2014.08.07

【インハイ・ピックアップ選手】一番の輝き魅せた、東福岡のスター選手支えるMF赤木翼

インターハイ2014
インハイ準決勝の青森山田戦で2ゴールの活躍をみせたMF赤木翼 [写真]=安藤隆人

 エース・中島賢星、屈強なアタッカー・増山朝陽と、決勝進出を決めた東福岡には、2人の注目選手がいる。だが、16年ぶりの全国制覇に王手を掛ける準決勝・青森山田戦で、3-1の勝利に貢献したのは、『赤い彗星』が誇る両サイドアタックの左を担うMF赤木翼だった。

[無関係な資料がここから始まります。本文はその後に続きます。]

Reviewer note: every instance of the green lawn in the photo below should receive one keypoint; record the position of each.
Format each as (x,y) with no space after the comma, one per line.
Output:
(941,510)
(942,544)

「確かに賢星と朝陽は凄いし、2人が注目されることで、東福岡というチーム自体が注目されるのは凄く嬉しい。もちろん個人的に注目はされたいけど、賢星や朝陽を陰で支える選手として頑張りたい」

 謙虚にこう語るが、昨年からレギュラーとして活躍する彼は、鋭いドリブルとゴール前での落ち着きとシュートセンスが光るポイントゲッター。高円宮杯プレミアリーグウェストでも、チーム最多の5ゴールをマークするなど、チームの伝統とも言えるワイド攻撃において、欠かすことのできない存在だ。

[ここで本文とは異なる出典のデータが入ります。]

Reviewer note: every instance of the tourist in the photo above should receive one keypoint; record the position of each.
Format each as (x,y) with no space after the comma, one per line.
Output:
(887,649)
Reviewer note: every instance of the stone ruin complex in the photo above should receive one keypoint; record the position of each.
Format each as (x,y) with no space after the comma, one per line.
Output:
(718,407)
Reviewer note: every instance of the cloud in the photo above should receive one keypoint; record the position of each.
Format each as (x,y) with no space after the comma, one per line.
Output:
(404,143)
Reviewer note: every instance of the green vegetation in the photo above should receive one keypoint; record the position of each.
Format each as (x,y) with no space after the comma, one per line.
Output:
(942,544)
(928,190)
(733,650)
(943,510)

 だが、今大会は1回戦から準々決勝まで、4試合で19得点と大爆発した攻撃において、2回戦の8-1で圧勝した神戸弘陵戦での1点のみ。もちろん得点以外のプレーで存在感は示していたが、「みんなが好調なのに、自分は点を取れず、特に3回戦の山梨学院大附属戦では、まったく機能しなかった。ずっと悔しい気持ちを持っていた」と、結果が出せず苦しんでいた。

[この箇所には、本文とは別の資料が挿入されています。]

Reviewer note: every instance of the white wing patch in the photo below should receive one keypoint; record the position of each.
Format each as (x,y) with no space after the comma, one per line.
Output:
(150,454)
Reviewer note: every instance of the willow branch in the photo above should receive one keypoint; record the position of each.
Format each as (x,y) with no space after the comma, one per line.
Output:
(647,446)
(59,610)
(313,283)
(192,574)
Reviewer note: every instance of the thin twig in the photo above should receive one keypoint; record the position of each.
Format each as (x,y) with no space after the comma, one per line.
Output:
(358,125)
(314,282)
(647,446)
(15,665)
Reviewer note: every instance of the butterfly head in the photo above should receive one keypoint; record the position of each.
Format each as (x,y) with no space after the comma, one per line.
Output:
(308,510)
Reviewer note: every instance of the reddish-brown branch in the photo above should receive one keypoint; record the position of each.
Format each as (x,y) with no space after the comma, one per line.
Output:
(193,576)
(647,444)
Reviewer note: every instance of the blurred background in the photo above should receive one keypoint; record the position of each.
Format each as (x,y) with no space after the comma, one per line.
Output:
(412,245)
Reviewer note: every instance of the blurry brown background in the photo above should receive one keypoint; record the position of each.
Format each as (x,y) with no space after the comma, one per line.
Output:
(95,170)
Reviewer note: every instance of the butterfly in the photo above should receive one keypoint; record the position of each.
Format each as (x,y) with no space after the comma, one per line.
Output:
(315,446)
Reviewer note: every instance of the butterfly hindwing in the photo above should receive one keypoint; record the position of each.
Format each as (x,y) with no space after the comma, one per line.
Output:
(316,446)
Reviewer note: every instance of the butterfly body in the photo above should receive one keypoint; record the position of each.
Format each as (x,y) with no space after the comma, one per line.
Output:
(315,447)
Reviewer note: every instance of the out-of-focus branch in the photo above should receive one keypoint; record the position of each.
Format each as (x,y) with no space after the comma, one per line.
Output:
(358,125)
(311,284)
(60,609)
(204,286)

 しかし、準決勝の大舞台で、彼は大きく躍動した。これまでチームをけん引していたエース中島賢星が出場停止明けで、思うように流れに乗れず、右の増山も準々決勝でふくらはぎを痛め、万全ではない中、彼はこれまでのうっぷんと、チームへの感謝を爆発させるかのように。

「立ち上がりからどんどん仕掛けていこうと思った」

 この言葉通り、開始早々の1分、右サイドを突破した増山の折り返しを、走り込んでダイレクトシュート。これはミートしきれず、枠をそれたが、ファーストシュートを放ち、チームに勢いをもたらした。10分にもシュートを放つと、このこぼれ球の展開から、FW木藤舜介の先制点が生まれた。そして24分、増山の右からの折り返しを、相手DFの後方からダッシュして前で受けると、そのままカットインから右足で決勝点となる2点目を流し込んだ。「最初から真ん中にいると、マークに付かれてしまうので、相手の後方から前に出て、シュートの時はGKが動いた逆を狙った」と、まさに狙い通りのゴール。

 さらに33分、左サイドで木藤がボールを持つと、ダイアゴナルランでバイタルエリアに走り込み、木藤からのクサビのパスを引き出す。この瞬間、赤木は非常に冷静だった。ワンツーリターンを狙って、一気に縦に入ってきた木藤を見て、「木藤が凄く良い動き出しをしてくれて、相手DFの重心が木藤の方に動いたのが見えたので、縦に切れ込んでシュートを狙った」と、木藤の動きをおとりに使って、鋭く反転して一気に抜け出した。飛び出してきたGKとの1対1を、ループ気味のシュートで制し、試合を決定づける3点目。苦しんでいた赤木の2発が、チームを決勝に導いた。

「賢星と朝陽はいいライバル。特に朝陽は1対1に強いし、自分に無いものを持っている。でも、自分も朝陽に無いものを持っている。凄くいい刺激をもらっています」

 次なる相手は熊本県代表の大津高校。実は彼は熊本県八代市出身。中学卒業時に熊本を離れ、東福岡にやってきた。

「東福岡でサッカーをしたくて、熊本を出てきただけに、地元の大津には絶対に負けたくない」

 大津とは九州大会決勝で顔を合わせ、その時は赤木の2ゴールで2-0の勝利を挙げている。準決勝で得点という自信を取り戻した赤木は、その再現を狙い、再びヒーローになろうとしている。チームメイトへの感謝と強烈なライバル心と共に―。